Enzyme may help spot diabetes sooner

July 12, 2010 at 1:38 AM

BALTIMORE, July 12 (UPI) -- U.S. researchers say they are on the trail of a faster, easier test to detect pre-diabetes -- long before symptoms occur and in time to reverse the disease.

Biochemists at Johns Hopkins School of Medicine in Baltimore, led by Gerald Hart, found high amounts of a difficult-to-detect sugar -- O-GlcNAc -- occur in reaction to diet and stress in those with diabetes.

To discover how early this elevation may begin and how useful it could be to early diagnosis, Kyoungsook Park, a graduate student in Hart's lab, measured the easier-to-detect enzyme O-GlcNAcase -- which helps break O-GlcNAc down.

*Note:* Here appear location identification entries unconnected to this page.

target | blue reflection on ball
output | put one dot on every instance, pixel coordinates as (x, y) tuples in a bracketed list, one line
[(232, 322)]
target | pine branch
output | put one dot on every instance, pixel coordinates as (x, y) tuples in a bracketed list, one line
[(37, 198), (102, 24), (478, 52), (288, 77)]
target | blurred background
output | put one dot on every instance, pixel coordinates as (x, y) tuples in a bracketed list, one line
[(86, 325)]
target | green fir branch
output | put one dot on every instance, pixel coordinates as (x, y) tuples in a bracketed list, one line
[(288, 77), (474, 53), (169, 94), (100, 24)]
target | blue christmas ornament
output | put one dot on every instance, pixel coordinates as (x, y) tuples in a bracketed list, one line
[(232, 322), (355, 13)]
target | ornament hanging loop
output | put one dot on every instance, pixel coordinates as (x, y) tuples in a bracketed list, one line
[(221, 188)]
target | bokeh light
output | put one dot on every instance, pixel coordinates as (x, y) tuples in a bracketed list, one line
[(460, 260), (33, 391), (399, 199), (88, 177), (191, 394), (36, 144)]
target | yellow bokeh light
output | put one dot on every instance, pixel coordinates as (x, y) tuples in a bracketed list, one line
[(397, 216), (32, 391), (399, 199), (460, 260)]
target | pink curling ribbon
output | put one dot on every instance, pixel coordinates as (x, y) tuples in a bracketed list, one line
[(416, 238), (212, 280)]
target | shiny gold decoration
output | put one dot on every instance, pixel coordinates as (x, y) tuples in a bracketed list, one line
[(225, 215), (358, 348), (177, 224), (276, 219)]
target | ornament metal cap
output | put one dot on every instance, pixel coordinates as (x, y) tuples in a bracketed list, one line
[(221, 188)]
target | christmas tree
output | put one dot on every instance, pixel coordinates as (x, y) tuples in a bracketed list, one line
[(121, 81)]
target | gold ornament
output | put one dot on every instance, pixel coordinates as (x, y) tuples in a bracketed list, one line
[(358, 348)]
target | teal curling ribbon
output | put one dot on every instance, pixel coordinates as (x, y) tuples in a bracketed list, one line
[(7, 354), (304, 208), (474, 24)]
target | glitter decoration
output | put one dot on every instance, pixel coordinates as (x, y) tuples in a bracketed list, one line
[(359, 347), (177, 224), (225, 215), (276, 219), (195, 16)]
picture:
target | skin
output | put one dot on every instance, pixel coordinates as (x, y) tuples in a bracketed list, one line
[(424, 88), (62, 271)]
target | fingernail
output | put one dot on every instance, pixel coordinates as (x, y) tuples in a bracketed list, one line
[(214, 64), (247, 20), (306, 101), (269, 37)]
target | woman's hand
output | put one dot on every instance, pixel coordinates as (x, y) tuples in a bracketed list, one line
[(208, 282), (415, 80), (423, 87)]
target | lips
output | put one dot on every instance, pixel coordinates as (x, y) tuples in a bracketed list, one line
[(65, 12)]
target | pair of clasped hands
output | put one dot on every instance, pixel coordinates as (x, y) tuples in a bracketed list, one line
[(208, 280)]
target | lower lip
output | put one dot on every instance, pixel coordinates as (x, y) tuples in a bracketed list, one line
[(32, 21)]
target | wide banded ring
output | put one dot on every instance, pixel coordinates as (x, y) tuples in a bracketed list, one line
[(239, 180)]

The study, published in the journal Diabetes, found levels of this enzyme were two to three times higher in people with diabetes and pre-diabetes than in controls with no disease

"When I checked the enzyme levels and saw how dramatically different they were between the pre-diabetic cells and the controls, I thought I did something wrong," Park said in a statement. "I repeated the test five times until I could believe it myself."

Park had looked at enzyme levels in blood samples already characterized using traditional tests requiring patient fasting -- 36 as normal, 13 as pre-diabetes and 53 as type 2 diabetes.